O SFM, pouco tempo após a sua criação, iniciou estudos na Região de Cercal – Odemira, onde tinham sido outorgadas numerosas concessões para exploração de minérios de ferro e manganés. As poucas concessões ainda em vigor encontravam-se com lavra suspensa.
O SFM considerou importante conhecer as reservas destes minérios, que não estavam bem definidas, pois elas eram essenciais para a metalurgia do ferro que se projectava instalar no País.
Os trabalhos de pesquisa e reconhecimento foram iniciados em 1942 e prolongaram-se até Agosto de 1956, tendo estado a cargo da Secção de Cercal do Alentejo da Brigada do Sul (BS).
Decorreram, como já disse em post anterior, com meios semi-artesanais, até ao início da década de 50 do século passado.
Uma das maiores dificuldades foi originada pelo elevado caudal de água, que era necessário esgotar, quando tinha que se ultrapassar o nível hidrostático.

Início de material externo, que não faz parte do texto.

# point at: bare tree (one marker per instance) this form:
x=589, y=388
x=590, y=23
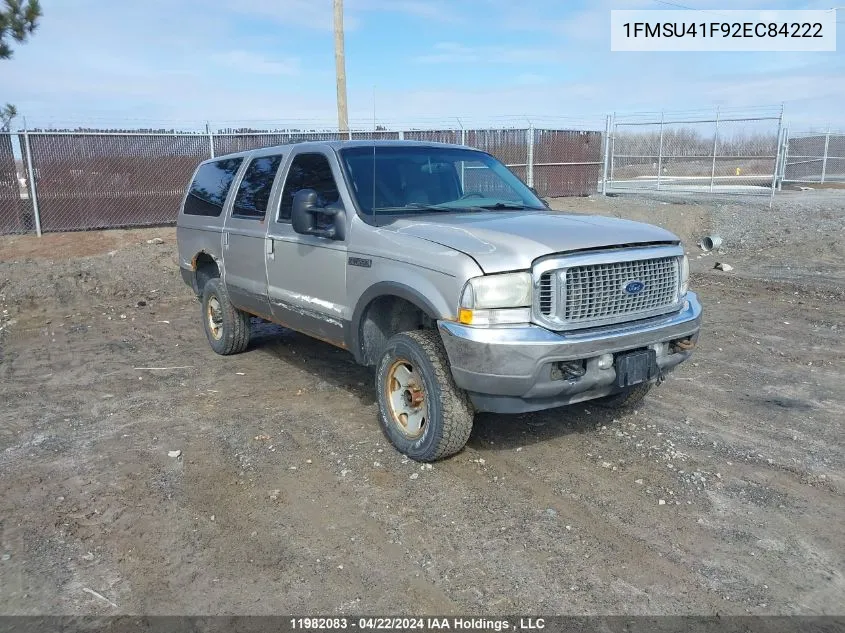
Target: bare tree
x=18, y=20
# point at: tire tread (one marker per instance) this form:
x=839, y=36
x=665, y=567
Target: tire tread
x=456, y=407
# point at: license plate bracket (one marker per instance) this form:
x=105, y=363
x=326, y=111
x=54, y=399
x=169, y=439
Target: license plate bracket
x=633, y=368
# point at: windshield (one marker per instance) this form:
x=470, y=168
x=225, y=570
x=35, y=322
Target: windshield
x=413, y=180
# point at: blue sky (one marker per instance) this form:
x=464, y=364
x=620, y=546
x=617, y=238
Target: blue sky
x=428, y=62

Só quando se receberam grupos electrogéneos e electrobombas, ao abrigo do Plano Marshall, se considerou possível o prolongamento de poços para investigação de níveis mais profundos e eventual contacto com o minério primário, pois não havia dúvidas de que os óxidos de ferro e manganés ocorrentes acima do nível hidrostático tinham resultado da alteração de um minério primário que, com maior probabilidade, seria composto de carbonatos de ferro e de manganés visto terem sido encontradas pseudomorfoses destes minerais.
Todavia, mesmo com ao auxílio de bombas eléctricas capazes de esgotar 80 m3/hora, tornou-se impraticável o reconhecimento dos jazigos às cotas indicadas para definir reservas certas confortáveis e para tomar contacto directo com o minério primário.
Foi por isso decidido prosseguir a investigação por meio de sondagens aproveitando a circunstância de o SFM ter já adquirido valiosa experiência nesta técnica, mercê da dedicação de alguns Agentes Técnicos de Engenharia.
Não foi, porém, possível dar completo cumprimento aos projectos que apresentei, porque o SFM não dispunha ainda de sondas capazes de atingir as profundidades previstas e também porque o Director do SFM passara a exercer enorme pressão para que fosse encerrada a Secção, sendo certo que muito havia ainda a investigar, perante as novas potencialidades reveladas através dos levantamentos geológicos que estavam em curso, sob minha directa orientação e participação.
Em 1956, o Director do SFM que já tinha “transigido” em deixar concluir o levantamento das rochas vulcânicas então abrangidas pela designação geral de rochas porfíricas, fez nova transigência, permitindo que fosse concluída uma primeira fase de trabalhos mineiros de pesquisa e reconhecimento num pequeno jazigo de cobre, chumbo, zinco e prata, por mim descoberto, com afloramentos na Ribeira do Torgal, afluente do Rio Mira.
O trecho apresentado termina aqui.